The agent recognizes a scheduled fire by the X-Forge-Schedule-Id
request header. Middleware reads it at the A2A boundary and stashes
it in ctx alongside the existing workflow / tenancy context. The
runner emits schedule_fire itself before dispatching, then the
normal session_start → llm_call → invocation_complete chain runs,
capped with schedule_complete.
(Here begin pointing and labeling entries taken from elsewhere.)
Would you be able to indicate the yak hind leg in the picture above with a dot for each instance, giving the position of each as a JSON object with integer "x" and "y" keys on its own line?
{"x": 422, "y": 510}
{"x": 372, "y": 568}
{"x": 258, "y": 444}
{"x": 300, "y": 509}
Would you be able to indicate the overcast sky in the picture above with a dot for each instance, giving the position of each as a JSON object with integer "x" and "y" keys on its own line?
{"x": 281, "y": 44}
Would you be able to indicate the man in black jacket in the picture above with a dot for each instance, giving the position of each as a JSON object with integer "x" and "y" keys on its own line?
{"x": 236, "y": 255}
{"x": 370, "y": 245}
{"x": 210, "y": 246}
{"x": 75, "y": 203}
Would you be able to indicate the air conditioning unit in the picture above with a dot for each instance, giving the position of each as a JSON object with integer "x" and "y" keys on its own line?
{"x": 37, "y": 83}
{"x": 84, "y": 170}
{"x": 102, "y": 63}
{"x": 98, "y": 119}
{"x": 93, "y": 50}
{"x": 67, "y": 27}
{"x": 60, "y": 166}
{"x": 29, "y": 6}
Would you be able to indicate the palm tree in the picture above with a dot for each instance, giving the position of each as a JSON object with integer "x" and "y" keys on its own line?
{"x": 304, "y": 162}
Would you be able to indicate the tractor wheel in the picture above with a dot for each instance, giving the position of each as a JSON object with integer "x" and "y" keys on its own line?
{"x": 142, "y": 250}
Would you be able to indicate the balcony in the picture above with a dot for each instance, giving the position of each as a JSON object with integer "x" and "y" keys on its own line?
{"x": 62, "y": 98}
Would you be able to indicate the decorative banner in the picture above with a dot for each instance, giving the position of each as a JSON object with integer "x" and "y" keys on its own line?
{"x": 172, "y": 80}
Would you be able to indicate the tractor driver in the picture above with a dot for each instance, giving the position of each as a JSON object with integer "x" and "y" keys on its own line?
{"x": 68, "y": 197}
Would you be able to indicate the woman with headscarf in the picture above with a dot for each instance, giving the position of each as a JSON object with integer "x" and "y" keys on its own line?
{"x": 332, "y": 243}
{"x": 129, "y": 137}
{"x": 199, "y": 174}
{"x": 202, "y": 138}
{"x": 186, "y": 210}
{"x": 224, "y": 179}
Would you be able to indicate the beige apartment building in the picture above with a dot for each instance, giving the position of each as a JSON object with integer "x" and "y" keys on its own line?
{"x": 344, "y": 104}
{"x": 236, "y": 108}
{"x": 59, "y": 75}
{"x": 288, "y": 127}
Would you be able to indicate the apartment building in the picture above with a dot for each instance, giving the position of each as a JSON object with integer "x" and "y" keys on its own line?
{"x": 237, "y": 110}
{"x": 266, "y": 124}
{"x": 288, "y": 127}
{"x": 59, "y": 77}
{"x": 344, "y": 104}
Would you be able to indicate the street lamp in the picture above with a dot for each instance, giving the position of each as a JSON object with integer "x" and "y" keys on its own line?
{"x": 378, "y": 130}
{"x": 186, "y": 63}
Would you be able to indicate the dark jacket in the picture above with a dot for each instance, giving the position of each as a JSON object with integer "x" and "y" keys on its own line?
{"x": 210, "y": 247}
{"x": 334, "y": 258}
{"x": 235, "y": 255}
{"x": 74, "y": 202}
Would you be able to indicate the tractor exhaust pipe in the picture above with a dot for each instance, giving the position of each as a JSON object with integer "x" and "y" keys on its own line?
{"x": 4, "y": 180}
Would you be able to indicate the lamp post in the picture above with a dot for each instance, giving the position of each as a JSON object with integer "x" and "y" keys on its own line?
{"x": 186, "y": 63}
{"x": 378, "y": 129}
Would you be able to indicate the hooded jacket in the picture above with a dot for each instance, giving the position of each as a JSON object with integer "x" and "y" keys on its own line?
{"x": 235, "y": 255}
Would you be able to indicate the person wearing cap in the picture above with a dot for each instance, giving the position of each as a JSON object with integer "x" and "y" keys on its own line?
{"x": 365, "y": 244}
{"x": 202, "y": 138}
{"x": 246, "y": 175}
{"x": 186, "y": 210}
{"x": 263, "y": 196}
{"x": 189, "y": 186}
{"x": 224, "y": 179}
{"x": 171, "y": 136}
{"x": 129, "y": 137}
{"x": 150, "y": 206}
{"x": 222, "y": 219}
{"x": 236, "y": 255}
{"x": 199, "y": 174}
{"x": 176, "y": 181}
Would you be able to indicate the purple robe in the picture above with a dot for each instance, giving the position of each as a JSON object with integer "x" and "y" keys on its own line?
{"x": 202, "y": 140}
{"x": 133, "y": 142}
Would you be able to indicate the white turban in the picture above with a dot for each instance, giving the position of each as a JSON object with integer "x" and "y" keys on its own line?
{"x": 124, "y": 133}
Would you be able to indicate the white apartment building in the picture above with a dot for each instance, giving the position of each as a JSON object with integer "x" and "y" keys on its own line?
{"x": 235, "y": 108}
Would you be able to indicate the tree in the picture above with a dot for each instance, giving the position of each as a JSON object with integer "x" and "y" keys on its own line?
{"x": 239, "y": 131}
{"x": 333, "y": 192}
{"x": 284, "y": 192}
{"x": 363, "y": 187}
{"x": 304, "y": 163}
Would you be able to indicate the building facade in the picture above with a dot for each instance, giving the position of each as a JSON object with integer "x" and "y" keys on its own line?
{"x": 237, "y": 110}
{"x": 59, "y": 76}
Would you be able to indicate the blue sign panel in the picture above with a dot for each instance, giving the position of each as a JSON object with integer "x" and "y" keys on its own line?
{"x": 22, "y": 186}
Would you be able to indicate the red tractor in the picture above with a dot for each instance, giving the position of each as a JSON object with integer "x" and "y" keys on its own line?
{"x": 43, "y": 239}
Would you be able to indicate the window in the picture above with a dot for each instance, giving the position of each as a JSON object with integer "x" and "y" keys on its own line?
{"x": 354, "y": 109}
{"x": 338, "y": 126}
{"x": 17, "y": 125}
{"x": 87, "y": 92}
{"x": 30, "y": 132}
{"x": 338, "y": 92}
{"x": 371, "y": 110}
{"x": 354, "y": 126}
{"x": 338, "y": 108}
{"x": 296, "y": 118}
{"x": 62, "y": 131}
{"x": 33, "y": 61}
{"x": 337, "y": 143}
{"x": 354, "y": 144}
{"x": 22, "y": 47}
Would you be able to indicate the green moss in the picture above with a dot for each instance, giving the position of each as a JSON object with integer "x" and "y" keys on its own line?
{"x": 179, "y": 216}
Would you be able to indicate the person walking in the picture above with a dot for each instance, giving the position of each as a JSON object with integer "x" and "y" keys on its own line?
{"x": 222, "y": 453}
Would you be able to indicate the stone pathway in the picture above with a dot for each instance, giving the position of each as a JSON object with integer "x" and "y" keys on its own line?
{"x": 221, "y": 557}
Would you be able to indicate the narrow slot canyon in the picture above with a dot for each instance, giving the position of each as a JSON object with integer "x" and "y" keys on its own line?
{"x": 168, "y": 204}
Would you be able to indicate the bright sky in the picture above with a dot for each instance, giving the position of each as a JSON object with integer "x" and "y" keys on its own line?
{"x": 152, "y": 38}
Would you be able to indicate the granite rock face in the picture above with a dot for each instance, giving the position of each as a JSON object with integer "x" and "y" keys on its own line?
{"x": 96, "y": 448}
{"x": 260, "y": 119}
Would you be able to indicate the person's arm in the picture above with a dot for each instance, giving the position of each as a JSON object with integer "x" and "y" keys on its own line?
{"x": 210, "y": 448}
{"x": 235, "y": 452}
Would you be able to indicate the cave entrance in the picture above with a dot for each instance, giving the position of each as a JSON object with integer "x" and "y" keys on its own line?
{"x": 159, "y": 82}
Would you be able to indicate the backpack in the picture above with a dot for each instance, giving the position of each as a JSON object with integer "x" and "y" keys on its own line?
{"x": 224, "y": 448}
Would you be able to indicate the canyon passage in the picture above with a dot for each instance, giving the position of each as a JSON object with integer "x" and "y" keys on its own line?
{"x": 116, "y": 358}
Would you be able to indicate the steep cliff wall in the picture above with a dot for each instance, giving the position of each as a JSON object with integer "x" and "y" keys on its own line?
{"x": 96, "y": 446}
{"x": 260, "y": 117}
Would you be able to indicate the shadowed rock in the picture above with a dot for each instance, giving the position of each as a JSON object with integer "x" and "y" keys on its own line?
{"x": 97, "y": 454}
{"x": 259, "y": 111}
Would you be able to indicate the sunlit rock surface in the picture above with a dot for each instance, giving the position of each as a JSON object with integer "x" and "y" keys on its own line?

Same audit shape as today; the
cluster is just the remote ticker.

RBAC

In the KubernetesBackend at runtime the agent's ServiceAccount needs:

- apiGroups: ["batch"]
  resources: ["cronjobs"]
  verbs:
    - get          # always
    - list         # always (powers schedule_list tool)
    - create       # only when allow_dynamic: true
    - patch        # only when allow_dynamic: true
    - delete       # only when allow_dynamic: true OR a yaml schedule was removed

forge package emits a Role + RoleBinding scoped to the agent's
own namespace with the minimum verbs based on
scheduler.kubernetes.allow_dynamic. Default false → get,
list only.

Granting create/delete is a meaningful privilege escalation —
essentially "let the LLM schedule arbitrary HTTP calls back to me"
when allow_dynamic: true. Document loudly.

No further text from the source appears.